The family of a 22-year-old woman who died after fireworks in an Orange County warehouse caught fire last year is suing SeaWorld and several other businesses.
Elizabeth Tiralongo, 22, was one of four people killed after the Dec. 1 blaze at a firework storage facility on Central Florida Parkway.
The storage facility run by Magic in the Sky held fireworks used at SeaWorld Orlando, according to the lawsuit filed by Elizabeth’s father, Sebastiano Tiralongo, in Orange Circuit Court Friday.
In addition to SeaWorld, he is suing Magic in the Sky, the fireworks manufacturer, Precocious Pyrotechnics, and others for more than $50,000.
The lawsuit said the warehouse “had not been inspected, licensed, or approved for business operations related to the delivery, receipt, storage, alteration, repair, transportation, and maintenance of fireworks.”
Elizabeth Tiralongo didn’t get proper training or supervision for her job working with fireworks and was not warned from a “properly installed smoke alarm and/or fire alarm system” when the fire broke out, the lawsuit also said.
“Businesses like Magic in the Sky shouldn’t be risking their employees’ lives by cutting corners and ignoring safety standards. Corporations like SeaWorld shouldn’t be working with contractors that employ untrained workers to operate facilities packed with literal explosives. But most of all, the Tiralongo family should not be mourning the loss of their 22-year-old daughter from an entirely preventable incident,” said John Morgan and Ryan Will of Morgan & Morgan.
“The people who owned and operated this facility allegedly never told local or county governments they were conducting dangerous business on these premises, nor sought permission or guidance from the proper authorities to ensure the safety of workers like Elizabeth.

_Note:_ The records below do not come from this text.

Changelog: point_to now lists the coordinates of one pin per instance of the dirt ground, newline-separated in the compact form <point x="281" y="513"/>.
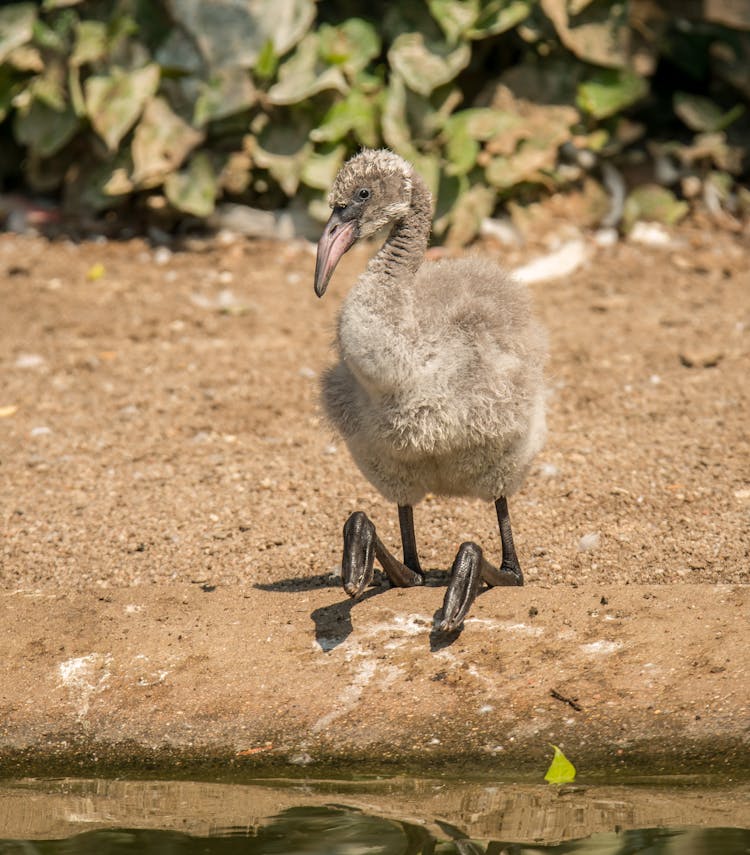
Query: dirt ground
<point x="159" y="428"/>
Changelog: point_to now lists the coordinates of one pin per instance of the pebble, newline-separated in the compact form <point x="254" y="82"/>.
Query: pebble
<point x="695" y="358"/>
<point x="29" y="360"/>
<point x="589" y="542"/>
<point x="162" y="255"/>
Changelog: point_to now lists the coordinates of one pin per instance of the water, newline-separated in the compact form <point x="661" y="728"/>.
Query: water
<point x="370" y="817"/>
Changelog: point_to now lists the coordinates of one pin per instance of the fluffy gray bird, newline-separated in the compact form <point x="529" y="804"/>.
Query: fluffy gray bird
<point x="439" y="385"/>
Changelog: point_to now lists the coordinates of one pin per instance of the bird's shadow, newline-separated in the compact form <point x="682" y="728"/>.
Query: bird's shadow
<point x="333" y="624"/>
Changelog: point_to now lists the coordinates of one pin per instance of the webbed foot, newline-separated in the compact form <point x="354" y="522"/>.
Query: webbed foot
<point x="466" y="575"/>
<point x="362" y="545"/>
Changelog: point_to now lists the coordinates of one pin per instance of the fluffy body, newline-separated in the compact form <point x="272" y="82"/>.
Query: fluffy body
<point x="439" y="385"/>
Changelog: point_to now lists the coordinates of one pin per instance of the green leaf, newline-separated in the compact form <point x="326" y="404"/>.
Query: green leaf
<point x="43" y="129"/>
<point x="115" y="101"/>
<point x="231" y="33"/>
<point x="320" y="169"/>
<point x="654" y="203"/>
<point x="465" y="129"/>
<point x="91" y="42"/>
<point x="499" y="16"/>
<point x="561" y="770"/>
<point x="528" y="163"/>
<point x="193" y="190"/>
<point x="427" y="65"/>
<point x="355" y="114"/>
<point x="455" y="18"/>
<point x="161" y="142"/>
<point x="8" y="89"/>
<point x="267" y="62"/>
<point x="702" y="114"/>
<point x="468" y="213"/>
<point x="228" y="91"/>
<point x="16" y="26"/>
<point x="351" y="45"/>
<point x="303" y="76"/>
<point x="599" y="34"/>
<point x="283" y="148"/>
<point x="59" y="4"/>
<point x="609" y="91"/>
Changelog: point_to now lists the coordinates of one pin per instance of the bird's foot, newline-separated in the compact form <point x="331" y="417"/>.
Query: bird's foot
<point x="359" y="553"/>
<point x="466" y="575"/>
<point x="361" y="547"/>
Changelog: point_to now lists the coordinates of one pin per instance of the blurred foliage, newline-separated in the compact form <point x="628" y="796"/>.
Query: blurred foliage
<point x="180" y="103"/>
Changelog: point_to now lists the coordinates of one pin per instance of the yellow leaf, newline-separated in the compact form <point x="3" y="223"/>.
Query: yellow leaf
<point x="95" y="272"/>
<point x="561" y="770"/>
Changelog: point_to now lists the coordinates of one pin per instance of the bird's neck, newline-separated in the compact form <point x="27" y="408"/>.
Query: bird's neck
<point x="404" y="249"/>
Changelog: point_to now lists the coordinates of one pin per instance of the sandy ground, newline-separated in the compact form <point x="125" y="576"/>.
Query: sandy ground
<point x="161" y="448"/>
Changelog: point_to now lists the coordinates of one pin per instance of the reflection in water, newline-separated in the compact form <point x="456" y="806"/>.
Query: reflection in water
<point x="342" y="831"/>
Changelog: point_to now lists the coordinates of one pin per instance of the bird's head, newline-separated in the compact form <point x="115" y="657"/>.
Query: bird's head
<point x="372" y="190"/>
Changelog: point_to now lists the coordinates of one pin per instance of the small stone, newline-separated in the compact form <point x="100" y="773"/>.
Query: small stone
<point x="29" y="360"/>
<point x="695" y="358"/>
<point x="589" y="542"/>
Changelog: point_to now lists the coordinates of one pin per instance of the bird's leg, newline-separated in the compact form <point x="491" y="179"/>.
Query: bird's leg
<point x="509" y="572"/>
<point x="362" y="545"/>
<point x="470" y="567"/>
<point x="408" y="539"/>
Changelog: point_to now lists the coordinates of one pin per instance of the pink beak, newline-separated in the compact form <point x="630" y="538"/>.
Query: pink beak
<point x="338" y="236"/>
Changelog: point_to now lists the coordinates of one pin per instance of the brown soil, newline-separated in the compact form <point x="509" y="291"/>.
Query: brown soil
<point x="157" y="432"/>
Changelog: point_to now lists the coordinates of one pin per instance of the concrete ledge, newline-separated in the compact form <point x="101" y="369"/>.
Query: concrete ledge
<point x="647" y="677"/>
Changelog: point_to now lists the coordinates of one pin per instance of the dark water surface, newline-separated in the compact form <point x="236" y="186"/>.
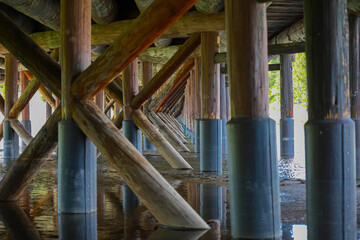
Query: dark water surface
<point x="35" y="216"/>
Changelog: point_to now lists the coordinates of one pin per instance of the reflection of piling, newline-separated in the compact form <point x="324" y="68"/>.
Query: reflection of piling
<point x="17" y="222"/>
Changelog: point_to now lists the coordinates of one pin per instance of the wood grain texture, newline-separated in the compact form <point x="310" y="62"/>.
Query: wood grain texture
<point x="130" y="87"/>
<point x="168" y="207"/>
<point x="286" y="86"/>
<point x="30" y="161"/>
<point x="21" y="131"/>
<point x="327" y="71"/>
<point x="247" y="58"/>
<point x="25" y="98"/>
<point x="140" y="34"/>
<point x="210" y="75"/>
<point x="168" y="134"/>
<point x="354" y="64"/>
<point x="167" y="150"/>
<point x="24" y="82"/>
<point x="11" y="82"/>
<point x="75" y="35"/>
<point x="36" y="61"/>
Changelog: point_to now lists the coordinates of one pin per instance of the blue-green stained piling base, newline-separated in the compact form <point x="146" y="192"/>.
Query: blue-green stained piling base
<point x="76" y="170"/>
<point x="132" y="133"/>
<point x="210" y="145"/>
<point x="254" y="179"/>
<point x="357" y="146"/>
<point x="11" y="142"/>
<point x="211" y="202"/>
<point x="78" y="226"/>
<point x="224" y="144"/>
<point x="197" y="135"/>
<point x="287" y="138"/>
<point x="147" y="144"/>
<point x="27" y="125"/>
<point x="330" y="179"/>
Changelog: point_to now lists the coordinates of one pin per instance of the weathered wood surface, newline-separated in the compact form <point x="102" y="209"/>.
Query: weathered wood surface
<point x="173" y="85"/>
<point x="175" y="141"/>
<point x="248" y="75"/>
<point x="139" y="35"/>
<point x="210" y="6"/>
<point x="328" y="85"/>
<point x="18" y="176"/>
<point x="21" y="131"/>
<point x="286" y="86"/>
<point x="143" y="5"/>
<point x="210" y="76"/>
<point x="354" y="64"/>
<point x="168" y="207"/>
<point x="130" y="87"/>
<point x="37" y="61"/>
<point x="192" y="22"/>
<point x="75" y="35"/>
<point x="24" y="82"/>
<point x="24" y="98"/>
<point x="104" y="11"/>
<point x="168" y="151"/>
<point x="46" y="12"/>
<point x="11" y="83"/>
<point x="167" y="70"/>
<point x="42" y="90"/>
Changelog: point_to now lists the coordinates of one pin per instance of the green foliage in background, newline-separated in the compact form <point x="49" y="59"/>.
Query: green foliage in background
<point x="299" y="81"/>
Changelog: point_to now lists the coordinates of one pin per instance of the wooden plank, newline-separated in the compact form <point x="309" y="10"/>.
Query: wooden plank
<point x="168" y="207"/>
<point x="167" y="150"/>
<point x="167" y="70"/>
<point x="145" y="29"/>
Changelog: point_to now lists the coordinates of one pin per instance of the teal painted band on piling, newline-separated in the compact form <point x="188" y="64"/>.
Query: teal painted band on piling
<point x="76" y="170"/>
<point x="330" y="179"/>
<point x="254" y="179"/>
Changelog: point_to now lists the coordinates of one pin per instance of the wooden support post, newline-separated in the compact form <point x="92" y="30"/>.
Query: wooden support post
<point x="155" y="192"/>
<point x="210" y="123"/>
<point x="109" y="64"/>
<point x="329" y="133"/>
<point x="25" y="114"/>
<point x="77" y="155"/>
<point x="11" y="139"/>
<point x="287" y="117"/>
<point x="147" y="74"/>
<point x="197" y="103"/>
<point x="223" y="110"/>
<point x="254" y="181"/>
<point x="354" y="76"/>
<point x="130" y="89"/>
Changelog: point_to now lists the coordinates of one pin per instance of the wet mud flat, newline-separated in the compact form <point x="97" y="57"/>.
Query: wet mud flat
<point x="35" y="215"/>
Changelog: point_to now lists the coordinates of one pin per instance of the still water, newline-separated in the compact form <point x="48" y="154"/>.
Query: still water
<point x="121" y="215"/>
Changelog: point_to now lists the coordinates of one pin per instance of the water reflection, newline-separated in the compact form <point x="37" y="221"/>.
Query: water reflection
<point x="17" y="222"/>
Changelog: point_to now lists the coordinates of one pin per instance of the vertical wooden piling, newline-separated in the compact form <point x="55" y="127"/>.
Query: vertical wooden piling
<point x="11" y="139"/>
<point x="329" y="133"/>
<point x="77" y="155"/>
<point x="286" y="99"/>
<point x="254" y="182"/>
<point x="354" y="64"/>
<point x="210" y="123"/>
<point x="25" y="113"/>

It was only a matter of time before the alleged reckless behavior of the parties involved led to a tragic catastrophe like this.”
Three others: David Gonzalez, 22, Lindsey Phillips, 23, and Landon Bourland, 24, also died due to the fire.
Orange County Fire Rescue said fireworks were going off as they tried to rescue people from the blaze.
Occupational Safety and Health Administration (OSHA), the federal agency that investigates employee safety, has an open investigation in the incident.
After the fire, Magic in the Sky said in a media statement, “Safety is, and always has been, our company’s number one priority. … Our highly qualified personnel are trained on a regular basis in the procedures used to properly handle and prep pyrotechnic products for the entertainment productions that we produce.”
SeaWorld declined to comment. Minnesota-based Precocious Pyrotechnics did not immediately respond to a request for comment from Florida Politics, and Magic in the Sky could not be reached for comment.
PETA also sent out a statement Tuesday evening, criticizing SeaWorld for its fireworks shows which the animal advocates argue frightens the animals at the theme park.